A Mothers Legacy
Life is a fine lingering of letting go and holding on. Today we struggle to toe that line between remembering a legend and our deepest grief over the sudden loss of a woman we loved. Being deeply loved by someone gives you strength while loving someone deeply gives you courage. Courage, honor, resilience, and strength are just a few things that our friend Jackie was known for. She spent so much time exuding strength and vitality as if she knew we would need that strength one day. Sometimes it’s the little things in life that we don’t know we’re taking for granted until it’s too late. However, life is under no obligation to give us what we expect. We take what we get and are thankful it’s no worse than it is.
Jackie wasn’t an actress or a celebrity, but she certainly was a class act, a queen, and a superstar. In death, she has been remembered by friends across the country for her kind and generous heart and how the sun shined when she was around. She was a bright star, an incredible mother, and she made friends with everyone she met. I met Jackie about seven years ago at an old job, others have different stories, but we all have one thing in common; That Jackie touched our lives in so many ways. I have spent the last few weeks in a semi-daze at the thought that we will share no more first times. As you can imagine, there’s nothing broken but my heart, but alas, burdens were made for shoulders strong enough to bear them.

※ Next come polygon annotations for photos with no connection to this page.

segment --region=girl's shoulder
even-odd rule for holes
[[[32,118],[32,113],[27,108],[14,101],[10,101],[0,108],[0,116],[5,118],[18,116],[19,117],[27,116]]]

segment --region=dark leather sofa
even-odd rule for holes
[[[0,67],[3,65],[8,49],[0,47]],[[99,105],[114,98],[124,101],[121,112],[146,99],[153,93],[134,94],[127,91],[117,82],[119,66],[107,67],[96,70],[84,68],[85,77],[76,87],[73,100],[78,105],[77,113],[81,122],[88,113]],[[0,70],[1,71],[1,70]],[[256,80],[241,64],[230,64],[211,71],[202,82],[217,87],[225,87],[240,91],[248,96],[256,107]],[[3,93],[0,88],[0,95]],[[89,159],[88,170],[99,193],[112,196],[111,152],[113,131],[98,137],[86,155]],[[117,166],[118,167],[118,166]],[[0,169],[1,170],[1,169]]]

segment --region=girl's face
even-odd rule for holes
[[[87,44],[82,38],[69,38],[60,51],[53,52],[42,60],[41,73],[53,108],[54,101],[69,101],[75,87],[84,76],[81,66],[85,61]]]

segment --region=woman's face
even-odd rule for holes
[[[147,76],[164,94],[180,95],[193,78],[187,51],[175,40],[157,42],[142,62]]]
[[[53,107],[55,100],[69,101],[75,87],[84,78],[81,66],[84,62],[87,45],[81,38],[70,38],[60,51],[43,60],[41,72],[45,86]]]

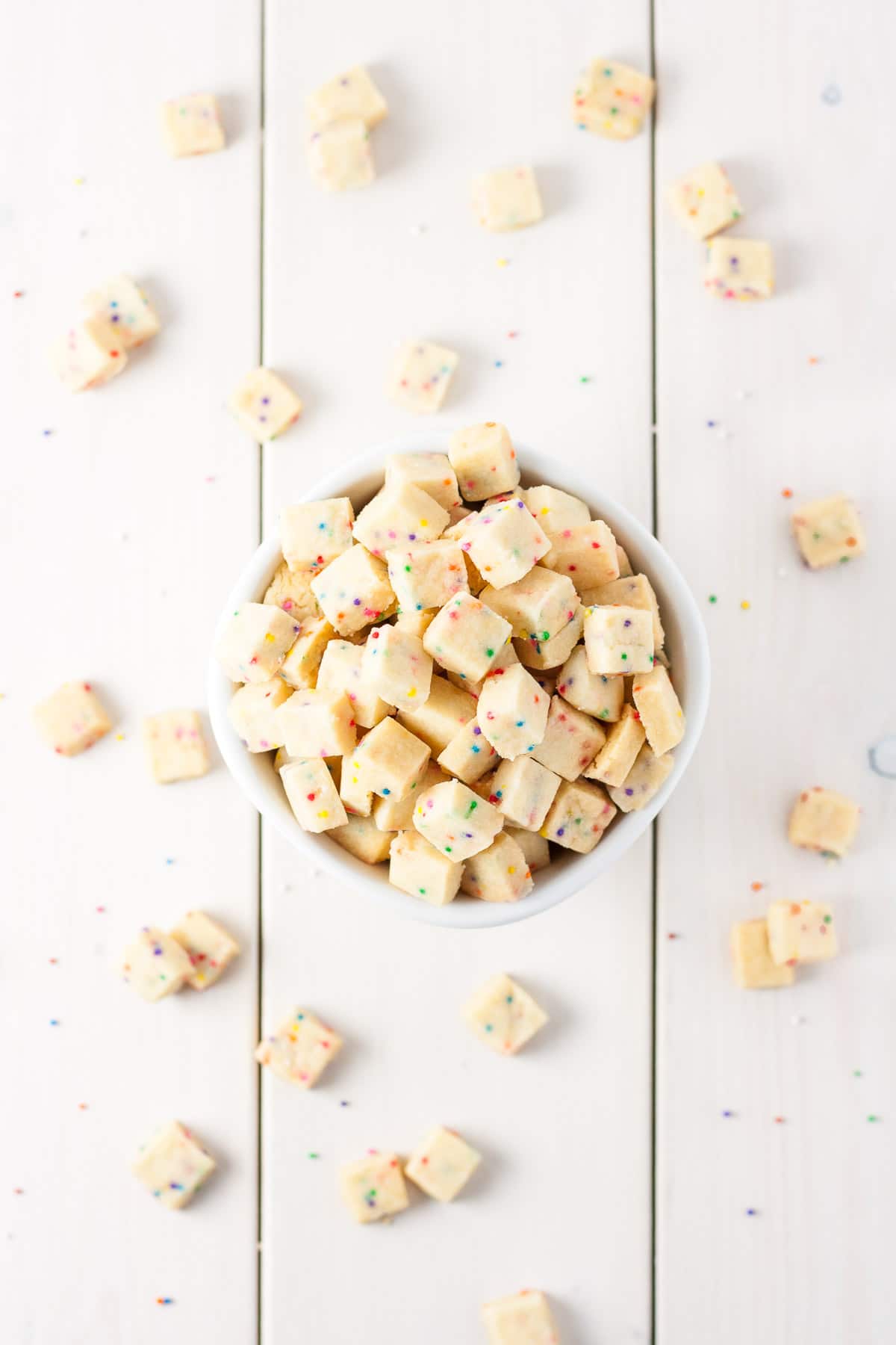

All good things in life are fragile and easily lost, but it’s often better to love and lose than live with nothing. Even though we’ve lost a true, dear, kind friend, that doesn’t mean that she is truly gone. She will live on in our memories, in our hearts, in the songs we used to sing together, and the books we read. We have to realize that our lives could be gone in a moment; there are no guarantees that we will be here at this time next year. Let your heart guide you, it whispers, so listen closely. Learn to live each day to the fullest and be grateful for the opportunity to experience each day anew. You never know when it may be your last.
“Death is nothing at all. It does not count. I have only slipped away into the next room. Nothing has happened. Everything remains exactly as it was. I am I, and you are you, and the old life that we lived so fondly together is untouched, unchanged. Whatever we were to each other, that we are still. Call me by the old familiar name. Speak of me in the way which you always used to. Put no difference into your tone. Wear no forced air of solemnity or sorrow. Laugh as we always laughed at the little jokes that we enjoyed together. Play, Smile, think of me, pray for me. Let my name be ever the household word that it always was. Let it be spoken without an effort, without the ghost of a shadow upon it. Life means all that it ever meant. It is the same as it ever was. There is absolute and unbroken continuity. What is death but a negligible accident? Why should I be out of mind because I am out of sight? I am but waiting for you, for an interval, somewhere very near, just around the corner. All is well.”